Sen. Bray’s idea to introduce a “per parcel” fee on property owners in order to clean up the lake is unfortunate. Unfortunate because it proposes to heap more financial burden on property owners and disappointing because it may be the best economic proposal floated to date. The funding mechanism is simple and direct, uses existing revenue collection methods to gather the money and it uses the money for a targeted end use. Which begs the question, “What’s wrong with it?” We need to look upstream to find the answer.
First of all, the solution to the stated problem is based on the recommendation of an “advisory council” answering to Montpelier that proposes in part to solve the problem by “commoditizing” the targeted pollutant (phosphorus). Second, it proposes to empower a regulatory authority to solve the stated problem through regulation, which, like the first issue, builds a conflict of interest right into the middle of the problem-solving equation. In other words it proposes to generate revenue from the problem it is supposed to be solving, pretty much ensuring the problem never goes away for one reason or another. In a practical way the regulatory authority perpetuates its own existence at everyone else’s expense. Worse, the proposal builds an impenetrable political wall between the very constituents that need to cooperate for its success. And that is a slippery slope.

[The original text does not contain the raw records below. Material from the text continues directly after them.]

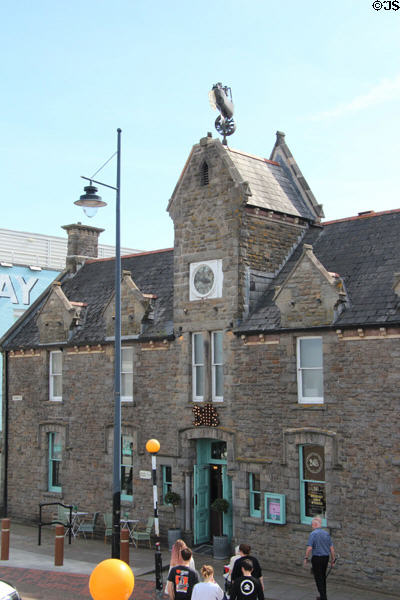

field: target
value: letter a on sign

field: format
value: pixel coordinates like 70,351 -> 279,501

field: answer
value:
0,275 -> 18,304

Perhaps what makes more sense is to use Sen. Bray’s idea as short-term bridge funding mechanism, a dedicated revenue stream to jump start sustainable, affordable and innovative solutions using local resources that take advantage of our most valuable regional commodities; land, water, minerals, biomass, and people, the most important of these are local folks using good ol’ Yankee ingenuity. If we must use the monetized system as a fallback to jump start viable economic solutions we will need to stand the conventional thinking on its head. One way to do this is to actually pay the constituents targeted by the proposed regulations to solve the problem rather than to create another regulated administrative welfare system in Montpelier. In other words, if half the phosphorus problem originates on farms let’s pay the farmers to solve the problem rather than regulate them out of existence. If the other half of the problem originates in more urban environments let those constituents solve the problem on a local level, deploying the most innovative and economically sound solutions. If this requires start-up funding, dedicate the funds.
We need to be creative. There are very simple and effective nutrient management methods being practiced right now in various regions of the country (including Vermont), using regional and local resources in economic supplies, which will not only solve the phosphorus problem but will reduce other pollutants as well, including CO2, N2O and CH4, with the added benefit that the land manager (or waste water treatment facility) increases their bottom line by practicing these methods! These methods solve the phosphorus problem while capturing carbon, reducing nitrous oxide and methane emissions and it pays for itself very quickly through the economic engine of success. Intractable global problems such as mitigating global warming will be solved this way through the same nutrient management techniques. In short, for every dollar raised through fees or taxes in the name of clean air and water, a dollar should go directly to those constituents who are actually in a position to mitigate the problem and are doing so at the least expense to themselves and the taxpayers — i.e., deploying the most practical and effective methods — right away. Not in 20 years. Right Now!
What are we seeing instead? Party politics, no real workable solution to the problem of phosphorus pollution (or global warming) in the context of practical nutrient management, all the while the governing agencies are left to their own devices to make their own rules and then lawyer up to defend them. That is a recipe for failure, wrong action, and the end of good neighborly relations. Regardless of the good intentions and political courage of our veteran legislators such as Sen. Bray, anyone who believes that workable environmental solutions will be formulated by a bureaucracy incapacitated by monetized thought and justifying their own existence at everyone else’s expense may have another thing coming.